Along with the stories, there was always delicious food. At Easter time, Nick and Mary gave us hard-boiled eggs dyed a deep blood red, and they served us succulent roasted lamb. Other times, there were new dishes to try: soupa avgolemono, dolmathes, souvlakia, and the only one I could pronounce, moussaka. Mary was as proud of her cooking as Nick was of always finding the freshest produce. We teased him about it. Not one Friday night went by without a trip downstairs to the cooler. Inside that cold, little room were scores of boxes filled with fruits and vegetables. Nick explained to us where they came from, how they were grown, and why they were fresh.

It was Nick who introduced us to Vidalia onions, the world’s sweetest onion and the state vegetable of Georgia. Nick said that when he discovered Vidalias, it changed the way that Mary cooked.

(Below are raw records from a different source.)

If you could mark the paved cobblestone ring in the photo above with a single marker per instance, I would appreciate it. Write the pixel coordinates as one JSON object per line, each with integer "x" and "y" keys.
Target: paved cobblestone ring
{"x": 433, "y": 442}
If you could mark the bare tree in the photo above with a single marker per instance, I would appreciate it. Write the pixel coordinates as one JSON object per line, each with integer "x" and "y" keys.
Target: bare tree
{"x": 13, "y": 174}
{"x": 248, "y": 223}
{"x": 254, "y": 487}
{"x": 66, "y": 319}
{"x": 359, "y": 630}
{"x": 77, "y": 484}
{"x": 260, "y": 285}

The infamous Star Burger was topped with a thick slice of roasted Vidalia; Mary’s cheese omelet came with a side of Vidalia hash brown potatoes; The Every-Friday-Dinner-Special was tender calf’s liver, slightly pink, smothered in strings of sweet Vidalias. Finding new uses for the onions was Nick’s passion. “These onions, they make you feel good,” he said in broken English as we stood near the cooler. He picked up a large Vidalia onion and studied it adoringly. “Ordinary ones, they make you cry. This one, it brings you comfort.” Nick was right. The Vidalias did bring me comfort, but not until many years later.

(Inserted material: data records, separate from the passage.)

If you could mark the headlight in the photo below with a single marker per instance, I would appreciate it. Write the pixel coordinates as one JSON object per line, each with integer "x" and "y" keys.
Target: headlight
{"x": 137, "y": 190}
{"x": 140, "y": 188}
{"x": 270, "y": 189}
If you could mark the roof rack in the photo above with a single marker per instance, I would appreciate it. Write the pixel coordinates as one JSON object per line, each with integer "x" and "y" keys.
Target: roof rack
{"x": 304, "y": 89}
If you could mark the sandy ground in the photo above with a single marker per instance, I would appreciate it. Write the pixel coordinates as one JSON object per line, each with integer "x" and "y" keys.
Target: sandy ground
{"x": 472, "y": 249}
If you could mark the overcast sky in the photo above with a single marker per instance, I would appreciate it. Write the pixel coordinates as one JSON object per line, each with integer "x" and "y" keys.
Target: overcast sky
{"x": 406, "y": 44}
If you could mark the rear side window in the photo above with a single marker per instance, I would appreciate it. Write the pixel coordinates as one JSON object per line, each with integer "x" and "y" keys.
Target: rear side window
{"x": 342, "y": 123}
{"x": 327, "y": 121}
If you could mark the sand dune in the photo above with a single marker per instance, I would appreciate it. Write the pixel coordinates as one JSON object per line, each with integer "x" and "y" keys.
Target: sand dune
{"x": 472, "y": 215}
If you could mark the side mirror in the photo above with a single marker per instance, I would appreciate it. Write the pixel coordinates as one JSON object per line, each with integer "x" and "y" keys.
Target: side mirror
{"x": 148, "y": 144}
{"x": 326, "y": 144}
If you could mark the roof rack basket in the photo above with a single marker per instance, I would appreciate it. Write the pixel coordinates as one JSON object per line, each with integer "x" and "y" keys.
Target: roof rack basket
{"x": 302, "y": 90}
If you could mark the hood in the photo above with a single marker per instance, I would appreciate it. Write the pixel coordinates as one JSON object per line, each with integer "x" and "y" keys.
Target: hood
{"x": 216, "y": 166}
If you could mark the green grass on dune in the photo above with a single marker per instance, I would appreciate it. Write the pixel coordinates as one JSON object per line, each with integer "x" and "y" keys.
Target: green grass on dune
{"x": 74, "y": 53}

In the spring of 1999, Mother was dying. She lay in a hospital bed in a coma. Her illness had been short, and I was reeling from how suddenly our lives had gone from normal to chaos. When I sat at her bedside, I thought of the Friday nights that we’d spent at the Star Restaurant, and I remembered Nick’s passion for Vidalia onions. What an odd memory at such a somber time! That memory led to another. I thought of a special mother-daughter conversation that Mom and I’d had in the kitchen while she was making dinner. She was cooking with Vidalia onions, probably because chopping them didn’t make her cry, but more likely because Nick gave them to us by the bagful. As we’d sat there talking, the kitchen had filled with the warm, comforting scent of roasting Vidalia onions. When I remembered that smell, I was reminded of something else: times when I was little and sick with a fever. Mom would often stop whatever she was doing and come to feel my forehead. If she had been chopping Vidalia onions, there was something special about her touch. The coolness of her gentle hand on my face and the sweet smell of Vidalia onions was comforting. As I sat there at Mom’s bedside remembering, I rested my hand on her forehead. It was the last time that I saw my mother smile. Those unusual memories in my time of need were no accident. God had used them to allow us to connect one last time.

God is the Great Comforter. He finds just the right ways to dry our tears. When I remember my mother’s gentle hands against my feverish forehead, I think of God’s hands. I imagine each person on this earth as a grain of the finest sand in the palms of His hands, yet He never allows us to slip through His fingers. His hands are vast and strong, but always sensitive to our needs. When I imagine the greatness of God, Nick’s words take on a new meaning: “Ordinary ones, they make you cry. This One, it brings you comfort.” There’s nothing ordinary about our Heavenly Father. In every way, and always, He is extraordinary.

Dear Lord: Thank you for comforting me and for always being with me in my times of need.